General Education set to undergo changes

It’s been two years since the General Education program first reviewed its curriculum, and the program plans to spend next year implementing reforms.

Temple plans to reform its General Education program after establishing a 27-person task force in June 2023 to review the program. | NOEL CHACKO / THE TEMPLE NEWS

Temple has its eyes set on officially reforming its General Education program by next academic year. The anticipated changes come after the university established a 27-person task force to engage in a review of the program, including faculty from every college, students, advisors, deans and staff members.

The program is currently exploring how to strengthen the relationship between General Education courses and majors, allow General Education to become a pathway into a major, improve the role of General Education in the transfer experience and enhance its overall cohesiveness, wrote Dustin Kidd, director of General Education, in a message to The Temple News.

“We see General Education as a passport to explore ideas through a wide array of electives, but that is often not how it is experienced by the students,” Kidd wrote. “Do we have the right subject areas and the ideal program design?”

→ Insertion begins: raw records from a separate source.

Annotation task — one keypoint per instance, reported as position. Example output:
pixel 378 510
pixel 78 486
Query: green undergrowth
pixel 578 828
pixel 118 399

The General Education program conducted a self-study in Fall 2022 as part of the university’s strategic plan. They examined data regarding General Education at Temple during the past several years through various surveys, centering student feedback in its evaluation. 

The self-study was handed to external reviewers who are General Education experts from the University of Alabama-Birmingham and Virginia, Kidd wrote. The reviewers visited Temple in February 2023 and submitted their report on the program in March 2023.

“They met with a large number of students, faculty, staff, and administrators while they were here and produced a report with a set of recommendations,” Kidd wrote. “But their strongest recommendation was to gather more information before implementing any change.”

The review, which initially began in June 2023, will wrap up this year. The program will spend the next year developing proposals for a program revision.

“Even then, we will go through a process of sharing those proposals and getting more feedback,” Kidd wrote. “Finally, the reforms will need to go through levels of approval and implementation before being applied to a new cohort of students. Worthwhile change takes time!”

The program is gathering information to review in a variety of ways, including conducting student focus groups in a classroom takeover style, distributing student feedback forms and meeting with university professionals, staff and administrators.  

Kidd expects to hold more classroom takeovers and further foster direct engagement with the Temple community this semester. He will also be in the Howard Gittis Student Center on March 18 from 11 a.m.-3 p.m., giving out free pretzels and inviting students to talk about General Education or complete a survey.

“We are also hosting additional focus groups with adjunct faculty and with advisors,” Kidd wrote. “I have personally given presentations and held Q&As with the faculty of almost all colleges [with two left] and I have presented twice to the faculty senate. I have also met with every dean and many administrators.” 

In addition to an internal analysis, the program is also looking externally at how other universities provide General Education by traveling to national conferences and participating in online workshops.

Daniel Berman, vice provost for undergraduate studies, hopes General Education can eventually become something incoming students look forward to taking at the university.

“Our ideal is that General Education can become something that draws students to Temple,” Berman wrote in an email to The Temple News. “It will be a strength of our curriculum and a reason to come here. It will engage, energize, and facilitate a lifetime of exploration, learning, and also success beyond Temple.”

Provost Gregory Mandel announced updates surrounding the university’s strategic plan, an effort launched during the Fall 2022 semester, in a Feb. 8 message to the Temple community. 

The announcement included General Education Reform in a list of highlights of initiatives that are well underway and concluded with an instruction for the Temple community to report feedback to a specialized email.

Shohreh Amini, faculty senate president, spoke on General Education Reform at the most recent Board of Trustees meeting on Jan. 30. 

“[Kidd] was talking to us about using some 1000-level courses for Gen Ed courses,” Amini said at the Board meeting. “One of the things that came up was the speed of which we’re having a reform for Gen Ed. They expect a few years, up to four, but then I think, for existing students, that would not serve a purpose because they’re going to be graduating.”

Berman believes the current timeline and speed in which General Education Reform is taking place is necessary.

“We have mapped out a multi-year plan for evaluation, proposals for change, and ultimately implementation,” Berman wrote. “Once we settle on a new structure, we will need to spend time implementing it properly before we can roll out a new General Education program to an incoming class. We are looking at the program as a whole.”

Cianie Lee, a junior psychology major, believes an improvement in the curriculum of all General Education courses is necessary for the university to make General Education perceived as less of a requirement and more enriching.

“I’m glad to hear of the news of Gen Ed reform because nobody knows why we, for example, read about Plato in Intellectual Heritage,” Lee said. “At least me and my class were lost because it feels like something to get through. All of the courses need to be less hard or just looked at because [Gen Ed courses are] required to graduate and God forbid a student can’t understand Plato by just being handed the books or by a math teacher just lecturing math.”